01/09/2014 04:07 EDT | Actualisé 01/11/2014 05:12 EDT

BEYROUTH - Les rebelles syriens s'en sont pris aux troupes gouvernementales sur le Plateau du Golan, lundi, là où des insurgés liés à al-Qaïda ont kidnappé des casques bleus des Nations unies la semaine dernière, ont fait savoir des militants.

Les combats se concentraient autour de la ville d'Hamidiyeh, dans la province de Quneitra, près de la frontière contestée avec Israël, selon l'Observatoire syrien des droits de l'homme. L'organisme a fait état de pertes dans les deux camps, sans toutefois donner de détails précis. De son côté, l'agence de presse officielle mentionne «plusieurs terroristes» tués par l'armée, ainsi que d'une mitrailleuse lourde détruite dans les combats.

De violents heurts ont lieu dans cette région depuis que les rebelles se sont emparés, mercredi dernier, d'un point de passage près de la ville abandonnée de Quneitra. Le lendemain, des combattants de la branche syrienne d'al-Qaïda, le Front al-Nosra, a kidnappé 45 casques bleus des îles Fiji et encerclé deux contingents philippins surveillant la zone tampon entre Israël et la Syrie pour le compte de l'ONU.

Les troupes philippines se sont échappées au cours de la fin de semaine, tandis que les hommes des Fiji sont toujours prisonniers. Les Nations unies ont dit rechercher leur libération immédiate et sans conditions, mais ignorent où ils sont détenus.

L'Irlande, qui fournit 130 soldats au sein d'une unité de réponse blindée rapide, a annoncé lundi qu'elle ne renouvellerait pas son contingent si les leaders onusiens ne s'entendaient pas pour renforcer la puissance de feu, en plus de modifier les règles d'engagement.

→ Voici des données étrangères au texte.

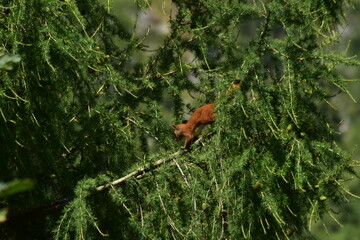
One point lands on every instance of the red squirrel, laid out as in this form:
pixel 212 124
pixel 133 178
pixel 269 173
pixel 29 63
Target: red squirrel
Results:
pixel 202 116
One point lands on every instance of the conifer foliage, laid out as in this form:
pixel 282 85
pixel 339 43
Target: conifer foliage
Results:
pixel 76 113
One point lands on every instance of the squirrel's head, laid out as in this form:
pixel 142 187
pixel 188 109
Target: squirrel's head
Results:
pixel 178 130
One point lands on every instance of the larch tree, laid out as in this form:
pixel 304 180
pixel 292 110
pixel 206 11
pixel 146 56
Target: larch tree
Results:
pixel 85 121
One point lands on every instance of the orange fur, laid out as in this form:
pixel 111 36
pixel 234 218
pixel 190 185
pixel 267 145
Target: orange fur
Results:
pixel 202 116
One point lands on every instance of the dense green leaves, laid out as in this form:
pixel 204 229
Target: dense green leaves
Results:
pixel 81 109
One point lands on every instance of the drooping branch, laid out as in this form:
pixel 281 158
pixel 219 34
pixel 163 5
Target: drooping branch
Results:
pixel 50 208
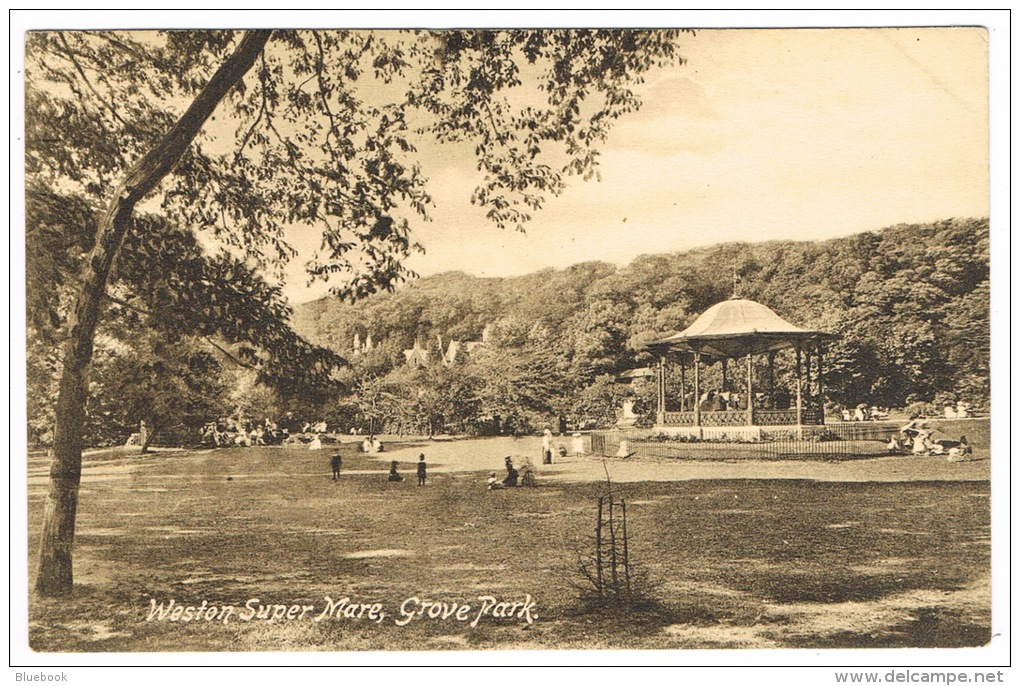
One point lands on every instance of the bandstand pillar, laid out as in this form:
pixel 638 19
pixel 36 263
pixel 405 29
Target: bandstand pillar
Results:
pixel 661 394
pixel 821 393
pixel 800 406
pixel 751 400
pixel 697 388
pixel 683 384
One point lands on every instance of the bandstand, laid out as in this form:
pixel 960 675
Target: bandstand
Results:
pixel 737 331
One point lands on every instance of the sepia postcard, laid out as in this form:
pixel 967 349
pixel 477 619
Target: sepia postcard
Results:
pixel 510 345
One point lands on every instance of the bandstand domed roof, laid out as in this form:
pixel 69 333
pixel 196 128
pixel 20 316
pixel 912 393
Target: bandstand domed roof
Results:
pixel 735 327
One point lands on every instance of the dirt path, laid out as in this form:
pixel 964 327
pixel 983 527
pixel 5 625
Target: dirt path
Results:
pixel 489 454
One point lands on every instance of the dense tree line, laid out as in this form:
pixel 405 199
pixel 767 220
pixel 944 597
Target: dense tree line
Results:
pixel 911 304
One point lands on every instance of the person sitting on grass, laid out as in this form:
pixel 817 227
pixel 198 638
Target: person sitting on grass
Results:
pixel 527 473
pixel 512 476
pixel 421 469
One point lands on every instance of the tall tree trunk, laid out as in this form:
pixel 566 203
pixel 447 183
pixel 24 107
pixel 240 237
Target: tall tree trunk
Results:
pixel 55 576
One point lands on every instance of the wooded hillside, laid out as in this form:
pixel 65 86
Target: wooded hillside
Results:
pixel 910 302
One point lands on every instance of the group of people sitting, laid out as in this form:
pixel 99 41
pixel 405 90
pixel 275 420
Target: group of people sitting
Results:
pixel 862 413
pixel 228 432
pixel 917 438
pixel 371 444
pixel 522 477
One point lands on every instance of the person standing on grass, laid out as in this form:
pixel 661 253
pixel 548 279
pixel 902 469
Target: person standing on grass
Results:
pixel 422 467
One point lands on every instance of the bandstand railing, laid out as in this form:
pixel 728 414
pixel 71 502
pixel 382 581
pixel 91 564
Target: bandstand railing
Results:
pixel 740 418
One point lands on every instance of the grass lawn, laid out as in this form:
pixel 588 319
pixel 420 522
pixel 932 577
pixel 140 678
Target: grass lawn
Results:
pixel 731 563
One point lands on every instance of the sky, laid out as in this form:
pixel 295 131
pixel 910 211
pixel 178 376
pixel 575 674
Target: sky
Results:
pixel 802 134
pixel 761 135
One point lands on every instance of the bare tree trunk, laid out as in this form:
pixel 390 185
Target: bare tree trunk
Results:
pixel 55 576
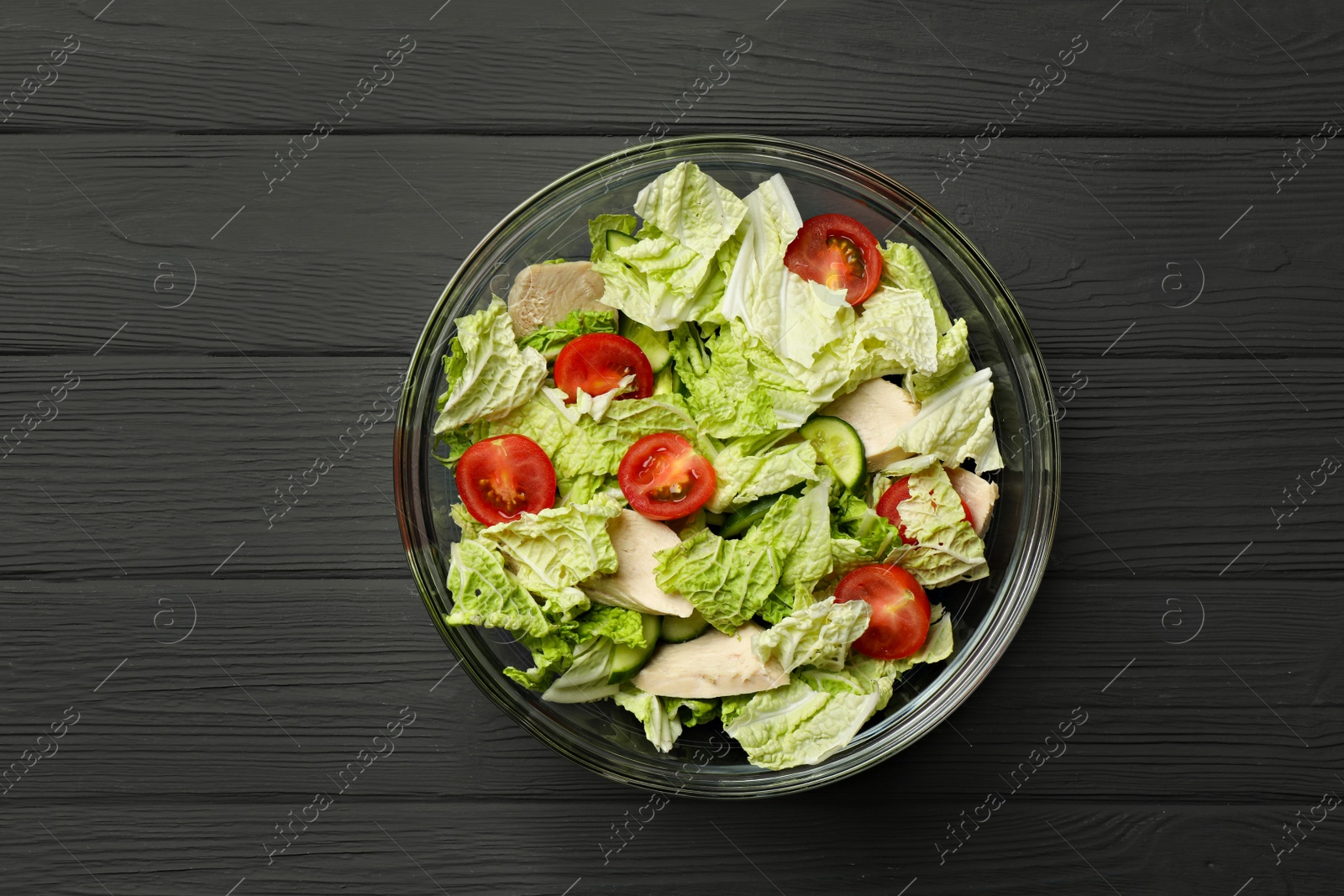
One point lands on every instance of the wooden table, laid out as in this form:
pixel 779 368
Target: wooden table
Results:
pixel 195 331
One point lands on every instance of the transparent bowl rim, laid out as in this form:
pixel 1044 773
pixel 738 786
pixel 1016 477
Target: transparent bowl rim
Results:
pixel 976 658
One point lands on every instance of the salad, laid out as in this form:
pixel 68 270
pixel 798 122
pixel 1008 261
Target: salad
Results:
pixel 712 472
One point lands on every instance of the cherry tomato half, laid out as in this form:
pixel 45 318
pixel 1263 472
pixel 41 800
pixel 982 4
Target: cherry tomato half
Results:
pixel 598 362
pixel 664 479
pixel 900 611
pixel 891 499
pixel 839 251
pixel 503 477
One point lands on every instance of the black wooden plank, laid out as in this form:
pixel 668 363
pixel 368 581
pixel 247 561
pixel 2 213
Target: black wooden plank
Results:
pixel 857 846
pixel 593 67
pixel 168 464
pixel 1193 692
pixel 347 258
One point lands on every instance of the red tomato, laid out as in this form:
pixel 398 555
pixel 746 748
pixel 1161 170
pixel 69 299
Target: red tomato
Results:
pixel 664 479
pixel 503 477
pixel 598 362
pixel 891 499
pixel 900 610
pixel 839 251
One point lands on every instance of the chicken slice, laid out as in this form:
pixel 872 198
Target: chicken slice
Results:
pixel 877 411
pixel 632 586
pixel 712 665
pixel 544 295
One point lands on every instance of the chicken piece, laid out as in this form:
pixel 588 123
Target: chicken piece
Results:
pixel 877 411
pixel 712 665
pixel 544 295
pixel 632 586
pixel 978 493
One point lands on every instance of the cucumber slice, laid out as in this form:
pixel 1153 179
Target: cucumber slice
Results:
pixel 667 382
pixel 654 343
pixel 749 515
pixel 627 660
pixel 837 446
pixel 746 516
pixel 678 631
pixel 616 239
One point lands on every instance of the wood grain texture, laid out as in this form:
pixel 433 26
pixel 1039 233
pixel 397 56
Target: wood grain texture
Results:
pixel 280 684
pixel 160 466
pixel 1184 610
pixel 346 257
pixel 522 846
pixel 591 67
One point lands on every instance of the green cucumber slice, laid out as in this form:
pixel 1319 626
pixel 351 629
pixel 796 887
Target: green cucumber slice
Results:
pixel 837 446
pixel 746 516
pixel 678 631
pixel 654 343
pixel 627 660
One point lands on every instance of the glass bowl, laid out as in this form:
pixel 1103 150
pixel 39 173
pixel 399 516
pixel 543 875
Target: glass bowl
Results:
pixel 706 762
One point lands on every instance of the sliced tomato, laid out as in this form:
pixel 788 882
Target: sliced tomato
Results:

Quant au Front al-Nosra, il accuse l'ONU de ne rien faire pour aider les Syriens depuis le début de la révolte contre le président Bachar al-Assad en mars 2011. Les hommes des Fiji auraient été capturés en riposte au fait que «l'ONU ignore le sang des musulmans qui coule en Syrie». Le groupe n'a pas imposé de conditions ou présenté de demandes pour la libération des casques bleus.

Par ailleurs, Human Rights Watch a annoncé lundi posséder des preuves solides selon lesquelles l'État islamique aurait employé des munitions à fragmentation dans au moins un endroit de la Syrie. Ces bombes explosent en plein air, larguant des centaines de sous-munitions. Celles qui n'explosent pas représentent des risques pour les civils.